Giorgio, who had not really gone away, strolls back in an unconcerned manner, and coolly inquires, ‘What is up?’

‘That birbone won’t give more than five centesimi now, so we will let you have them at five-and-a-half.’

‘Ah!’ says he, ‘but I am not going to give more than five either.’ Sig. Giorgio was a student of human nature, and seeing that the women were too angry with his rival to deal at any price, he knew he might make his own tariff now.

‘Oh! That’s too bad, you offered five-and-a-half just now,’ cried our nice little Matilde. ‘Just so, but you would not deal; now he has changed his mind, and so have I,’ and the mushroom merchant laughs sardonically.

In despair the women consult together. ‘Shall we go to Piteglio? perhaps the man from Pistoia is there,’ asks one.

‘No, he isn’t; there is only Luigi il Pazzo buying there to-day.’

‘Besides,’ adds a third, ‘he only pays five centesimi, and we should have all the walk besides’.
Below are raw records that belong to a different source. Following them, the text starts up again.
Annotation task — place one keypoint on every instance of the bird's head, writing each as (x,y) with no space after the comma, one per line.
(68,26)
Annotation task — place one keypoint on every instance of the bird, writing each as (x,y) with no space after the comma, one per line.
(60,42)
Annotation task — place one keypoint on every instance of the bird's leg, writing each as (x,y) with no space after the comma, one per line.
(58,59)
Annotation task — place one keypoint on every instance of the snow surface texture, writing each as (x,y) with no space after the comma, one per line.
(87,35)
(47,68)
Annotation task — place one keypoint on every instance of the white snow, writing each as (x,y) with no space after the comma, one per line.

‘My basket is heavy, I shall lighten it here,’ laughs the red-haired girl, showing all her white teeth. The others follow her example, and the remaining stock is weighed and haggled over to the very last ounce of yellow ovoli, but the merchant is very much at a loss for small change to pay his many clients. So little accustomed is he to any but the very dirtiest of paper money, that when I changed a five-franc note into bright new silver half-francs, he looked quite incredulous, and asked whether they were good!

We were told by one of the women that the people of Piteglio a village in which there is neither butcher nor baker have this year gained several thousand francs by their mushrooms, the joint gathering of thevillage being nearly 3,000 lbs a day.
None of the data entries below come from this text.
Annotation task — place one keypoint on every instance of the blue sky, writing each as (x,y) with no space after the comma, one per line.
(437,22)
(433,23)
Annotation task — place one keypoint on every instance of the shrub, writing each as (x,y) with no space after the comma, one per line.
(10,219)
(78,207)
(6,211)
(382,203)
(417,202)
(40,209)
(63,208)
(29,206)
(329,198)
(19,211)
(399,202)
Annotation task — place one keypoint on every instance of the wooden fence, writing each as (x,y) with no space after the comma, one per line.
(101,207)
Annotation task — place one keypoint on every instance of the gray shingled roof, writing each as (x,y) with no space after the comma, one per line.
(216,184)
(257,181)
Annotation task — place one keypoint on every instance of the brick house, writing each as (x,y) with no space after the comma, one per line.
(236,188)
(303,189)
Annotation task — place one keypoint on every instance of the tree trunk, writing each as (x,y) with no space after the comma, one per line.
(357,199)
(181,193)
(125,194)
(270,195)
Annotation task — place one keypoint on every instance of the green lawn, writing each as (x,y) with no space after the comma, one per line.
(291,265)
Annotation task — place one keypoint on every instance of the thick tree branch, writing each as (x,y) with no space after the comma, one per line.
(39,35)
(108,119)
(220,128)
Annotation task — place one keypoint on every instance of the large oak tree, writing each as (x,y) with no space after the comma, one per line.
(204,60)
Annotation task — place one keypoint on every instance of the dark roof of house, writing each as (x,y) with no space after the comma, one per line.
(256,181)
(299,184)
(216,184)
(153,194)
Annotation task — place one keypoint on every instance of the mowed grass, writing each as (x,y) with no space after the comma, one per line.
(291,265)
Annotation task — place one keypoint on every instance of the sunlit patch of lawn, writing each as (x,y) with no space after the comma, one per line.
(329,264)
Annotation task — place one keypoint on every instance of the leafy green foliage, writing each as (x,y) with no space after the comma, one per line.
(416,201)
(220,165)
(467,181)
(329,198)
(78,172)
It is a blessed provision of Providence that in these regions, where, by reason of the mountainous nature of the land, agriculture is both difficult and unproductive, that the chief means of sustenance are drawn from nature alone, and man only has to gather. The chestnuts supply him with food for the whole winter, the woods and hedges give into his hands mushrooms, bilberries, and raspberries enough to make up the fewfrancs which are necessary for his clothing.